Abstract

Eight early-mid Pelsonian (Middle Triassic) marine sedimentary successions, an outcrop and subsurface sections of the Ra'af Formation from the northwest Gondwana margins facing the southeast corner of the tropical western Tethyan seaway assigned to the southern Intertropical Convergence Zone (ITCZ) (south Israel, Levant Basin, north Arabian plate) are the focus of this work. The successions, especially with the exclusive outcrop at Har 'Arief, are a golden opportunity to observe the still connected transitional zone between the huge siliciclastic domains derived from Gondwana hinterland parts (north Arabian plate) and the open, tropical Tethyan marine carbonate domain and their mutual relationships.This multidiscipline research tracks a carbonate recovery attempt in a dominant siliciclastic system. The recovery effort was characterized by starved sedimentary conditions, basin-constrained oxygen-stressed environments, and low-diverse, autochthonous burrowed sediments barren of other faunal remains.
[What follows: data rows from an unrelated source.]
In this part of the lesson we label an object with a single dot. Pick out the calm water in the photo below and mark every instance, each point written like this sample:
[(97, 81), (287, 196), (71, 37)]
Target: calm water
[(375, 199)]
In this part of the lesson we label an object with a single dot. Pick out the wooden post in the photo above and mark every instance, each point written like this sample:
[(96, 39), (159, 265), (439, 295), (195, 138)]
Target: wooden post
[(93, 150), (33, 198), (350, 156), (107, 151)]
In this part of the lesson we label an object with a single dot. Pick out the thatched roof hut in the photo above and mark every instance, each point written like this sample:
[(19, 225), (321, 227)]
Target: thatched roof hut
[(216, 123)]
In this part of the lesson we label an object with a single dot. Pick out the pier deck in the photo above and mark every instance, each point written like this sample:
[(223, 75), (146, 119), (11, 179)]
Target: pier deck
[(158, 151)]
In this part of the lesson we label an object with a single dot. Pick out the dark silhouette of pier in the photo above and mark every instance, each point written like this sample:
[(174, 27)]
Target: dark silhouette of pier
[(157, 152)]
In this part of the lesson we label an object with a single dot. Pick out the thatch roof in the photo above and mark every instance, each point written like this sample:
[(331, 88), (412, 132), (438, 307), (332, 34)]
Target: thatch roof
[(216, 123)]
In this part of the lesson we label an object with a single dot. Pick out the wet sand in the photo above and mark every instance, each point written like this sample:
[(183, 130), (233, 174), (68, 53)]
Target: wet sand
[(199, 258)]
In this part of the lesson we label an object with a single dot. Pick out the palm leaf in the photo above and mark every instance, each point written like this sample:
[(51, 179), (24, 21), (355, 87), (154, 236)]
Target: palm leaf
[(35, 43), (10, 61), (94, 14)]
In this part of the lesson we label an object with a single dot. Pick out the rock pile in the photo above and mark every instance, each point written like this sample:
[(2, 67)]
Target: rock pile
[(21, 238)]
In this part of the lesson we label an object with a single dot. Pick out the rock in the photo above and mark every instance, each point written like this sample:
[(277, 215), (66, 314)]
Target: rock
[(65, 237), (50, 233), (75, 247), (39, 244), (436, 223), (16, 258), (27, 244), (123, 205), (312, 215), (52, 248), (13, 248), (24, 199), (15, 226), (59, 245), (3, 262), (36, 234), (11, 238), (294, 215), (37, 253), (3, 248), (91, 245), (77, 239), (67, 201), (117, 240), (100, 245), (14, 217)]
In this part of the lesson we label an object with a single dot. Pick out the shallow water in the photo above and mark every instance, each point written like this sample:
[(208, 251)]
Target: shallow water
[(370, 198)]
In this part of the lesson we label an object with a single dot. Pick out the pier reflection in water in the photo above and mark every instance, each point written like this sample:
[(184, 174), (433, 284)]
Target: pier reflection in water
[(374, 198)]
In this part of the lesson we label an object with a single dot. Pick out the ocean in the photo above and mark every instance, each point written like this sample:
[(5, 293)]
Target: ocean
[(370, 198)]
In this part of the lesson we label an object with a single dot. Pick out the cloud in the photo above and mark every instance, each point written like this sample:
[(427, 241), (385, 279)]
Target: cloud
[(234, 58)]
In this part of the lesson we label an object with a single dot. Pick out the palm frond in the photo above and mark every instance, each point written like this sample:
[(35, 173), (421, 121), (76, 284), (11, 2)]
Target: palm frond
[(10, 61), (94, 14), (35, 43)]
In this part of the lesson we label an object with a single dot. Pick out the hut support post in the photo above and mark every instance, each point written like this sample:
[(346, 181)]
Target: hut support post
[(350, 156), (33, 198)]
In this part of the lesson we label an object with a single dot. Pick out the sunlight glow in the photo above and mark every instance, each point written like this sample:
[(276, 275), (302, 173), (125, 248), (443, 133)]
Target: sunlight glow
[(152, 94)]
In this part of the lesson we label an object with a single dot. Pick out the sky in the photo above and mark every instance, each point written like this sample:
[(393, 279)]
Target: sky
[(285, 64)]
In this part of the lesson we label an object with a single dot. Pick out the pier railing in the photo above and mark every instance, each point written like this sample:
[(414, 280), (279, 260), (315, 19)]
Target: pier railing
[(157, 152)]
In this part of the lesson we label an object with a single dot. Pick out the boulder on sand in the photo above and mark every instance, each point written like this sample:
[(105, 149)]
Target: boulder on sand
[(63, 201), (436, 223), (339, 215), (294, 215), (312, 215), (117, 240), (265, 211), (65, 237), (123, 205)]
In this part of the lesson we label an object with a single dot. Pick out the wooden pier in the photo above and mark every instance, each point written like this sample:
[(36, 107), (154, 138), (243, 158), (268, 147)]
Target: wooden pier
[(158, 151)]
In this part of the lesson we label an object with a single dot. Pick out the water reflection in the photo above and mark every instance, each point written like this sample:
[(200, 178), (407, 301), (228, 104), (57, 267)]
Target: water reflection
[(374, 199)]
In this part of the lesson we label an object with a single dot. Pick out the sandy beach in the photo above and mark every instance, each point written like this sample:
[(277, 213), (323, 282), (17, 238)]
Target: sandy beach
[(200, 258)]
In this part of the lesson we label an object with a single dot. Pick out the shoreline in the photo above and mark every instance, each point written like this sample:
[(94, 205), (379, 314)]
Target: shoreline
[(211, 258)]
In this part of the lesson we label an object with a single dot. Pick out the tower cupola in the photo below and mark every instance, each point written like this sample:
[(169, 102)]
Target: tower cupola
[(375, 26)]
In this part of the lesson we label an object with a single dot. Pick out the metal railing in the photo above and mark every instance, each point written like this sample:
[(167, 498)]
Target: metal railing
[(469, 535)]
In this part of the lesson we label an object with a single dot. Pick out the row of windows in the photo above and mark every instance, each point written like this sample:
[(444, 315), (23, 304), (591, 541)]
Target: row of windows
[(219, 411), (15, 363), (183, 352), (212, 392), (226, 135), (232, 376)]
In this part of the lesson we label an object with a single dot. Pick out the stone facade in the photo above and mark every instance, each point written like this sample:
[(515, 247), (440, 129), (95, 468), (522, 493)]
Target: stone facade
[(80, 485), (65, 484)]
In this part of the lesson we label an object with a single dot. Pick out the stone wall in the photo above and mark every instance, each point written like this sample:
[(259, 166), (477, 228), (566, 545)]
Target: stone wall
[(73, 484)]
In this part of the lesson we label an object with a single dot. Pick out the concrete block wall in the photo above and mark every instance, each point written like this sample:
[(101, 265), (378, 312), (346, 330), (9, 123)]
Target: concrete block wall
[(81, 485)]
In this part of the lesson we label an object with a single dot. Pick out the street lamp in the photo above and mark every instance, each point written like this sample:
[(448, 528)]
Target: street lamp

Low-diverse fossiliferous allochthonous beds, transported from higher sites on the slopes, revealed differential distributions of echinoids, mollusks and especially foraminifera (large Pilammina-Pilamminella versus small glomospirids); these variances were attributed to different environmental conditions on the slopes of each basin-type and illuminate some constraints on their distribution pattern and climate affinity in the Triassic, southern ITCZ mixed carbonate/siliciclastic, sedimentary system. The carbonate recovery phase is ascribed to a relatively dry period in the hinterland rather than to sea-level rise; this dry period, which interrupted the relatively humid climate in the northern tropical Gondwana during the Pelsonian, is represented by the constant, although with some perturbations, siliciclastic sedimentary system that prevailed in the southeastern corner of the Tethys seaway during the Anisian. Insights from the symmetric and asymmetric correlation of climate fluctuations in the hinterlands of the southeastern European basins (northern hemisphere) and this work (from the southern hemisphere), both embracing basins ascribed to the western tropical Tethyan seaway, illuminate the possible effects of the ICTZ behavior pattern and possible extra-tropical forces on the climate variations.